India’s National Health Authority has reportedly introduced new rules for the CoWin portal, which has restricted third parties from accessing vaccination slot availability data. From now on, slot availability information would be made available to third party entities after a delay of approximately 30 minutes.
According to reports, while the new move comes on the heels of growing reports about the misuse of CoWin’s open APIs by software programmers to book vaccination slots, the health authority stated that the changes to policy were introduced to prevent cyberattacks and ‘ensure scalability’ of the national vaccination slot booking platform.
Apart from introducing the 30 minute delay, the portal has also been geo-fenced so as to limit access to the website from non-Indian IP addresses. Consequently, this has created problems for non-residents that are attempting to book a vaccination slot for someone living in India.

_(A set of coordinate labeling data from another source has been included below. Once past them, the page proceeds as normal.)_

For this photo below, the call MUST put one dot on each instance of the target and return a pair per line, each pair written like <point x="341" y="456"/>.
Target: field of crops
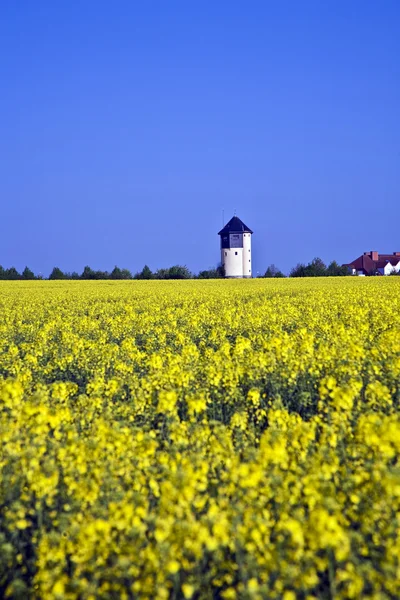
<point x="200" y="439"/>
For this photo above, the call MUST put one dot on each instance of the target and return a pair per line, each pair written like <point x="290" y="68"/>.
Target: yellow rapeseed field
<point x="200" y="439"/>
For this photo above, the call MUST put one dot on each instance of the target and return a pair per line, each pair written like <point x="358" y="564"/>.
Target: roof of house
<point x="363" y="263"/>
<point x="235" y="225"/>
<point x="366" y="264"/>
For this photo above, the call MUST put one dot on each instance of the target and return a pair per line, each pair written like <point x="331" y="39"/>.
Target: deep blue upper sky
<point x="127" y="127"/>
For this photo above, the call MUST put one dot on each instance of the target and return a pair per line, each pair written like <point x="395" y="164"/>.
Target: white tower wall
<point x="232" y="261"/>
<point x="236" y="249"/>
<point x="246" y="265"/>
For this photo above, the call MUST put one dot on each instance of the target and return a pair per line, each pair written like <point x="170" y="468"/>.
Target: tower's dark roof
<point x="235" y="225"/>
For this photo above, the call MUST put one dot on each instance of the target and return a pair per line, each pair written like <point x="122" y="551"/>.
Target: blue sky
<point x="127" y="127"/>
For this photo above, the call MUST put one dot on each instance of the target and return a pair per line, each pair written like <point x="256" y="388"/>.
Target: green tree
<point x="12" y="274"/>
<point x="88" y="273"/>
<point x="28" y="274"/>
<point x="273" y="271"/>
<point x="336" y="270"/>
<point x="56" y="274"/>
<point x="179" y="272"/>
<point x="145" y="273"/>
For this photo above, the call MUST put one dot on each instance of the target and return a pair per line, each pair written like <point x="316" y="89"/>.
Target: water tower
<point x="236" y="248"/>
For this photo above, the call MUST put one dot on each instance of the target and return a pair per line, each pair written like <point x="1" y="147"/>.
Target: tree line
<point x="315" y="268"/>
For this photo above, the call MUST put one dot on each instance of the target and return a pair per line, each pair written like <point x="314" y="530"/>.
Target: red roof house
<point x="373" y="263"/>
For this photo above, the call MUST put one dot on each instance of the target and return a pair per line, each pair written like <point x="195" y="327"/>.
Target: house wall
<point x="390" y="268"/>
<point x="232" y="260"/>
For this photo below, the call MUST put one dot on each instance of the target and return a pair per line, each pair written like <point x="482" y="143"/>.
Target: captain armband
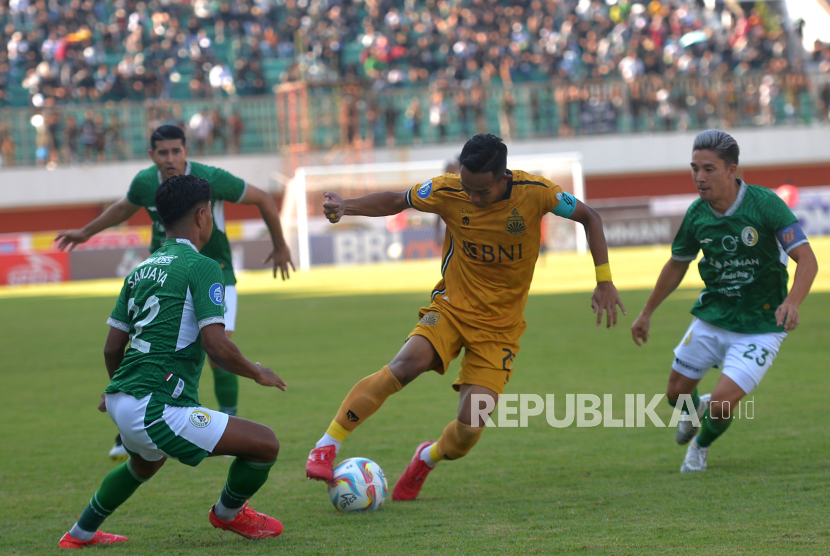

Before opening the portal for vaccine slot booking for the 18 to 44 year age group, the portal’s APIs were opened up to the general public, to effectively allow anyone to develop a third-party portal that citizens can access to search for and book vaccine appointments.
NHA Chairman, RS Sharma, stated that the main reason the delayed availability of slot data was implemented was to ensure that the application is scalable and can serve billions of individuals.
Sharma further added that another reason caching was implemented was for security purposes. Claiming that exposing the production databases to public presents a great security risk as someone can easily write a dedicated script that loads the portal several million times in a day to overwhelm the application.
The new change to policy has come after numerous reports came forward claiming that software programmers were exploiting the open API system of the CoWin portal to effectively jump the queue and find available slots faster than the average person. The real-time availability of slot data would enable programmers to setup alerts for themselves, which would inform the programmers whenever a new slot opened up, and skew the system against the layman.
However, while bringing respite on one end, the changes have created inconvenience elsewhere. With the geo-fencing limits enforced, several Indian enterprises, which use VPNs, are finding it difficult to book vaccination slots for their employees.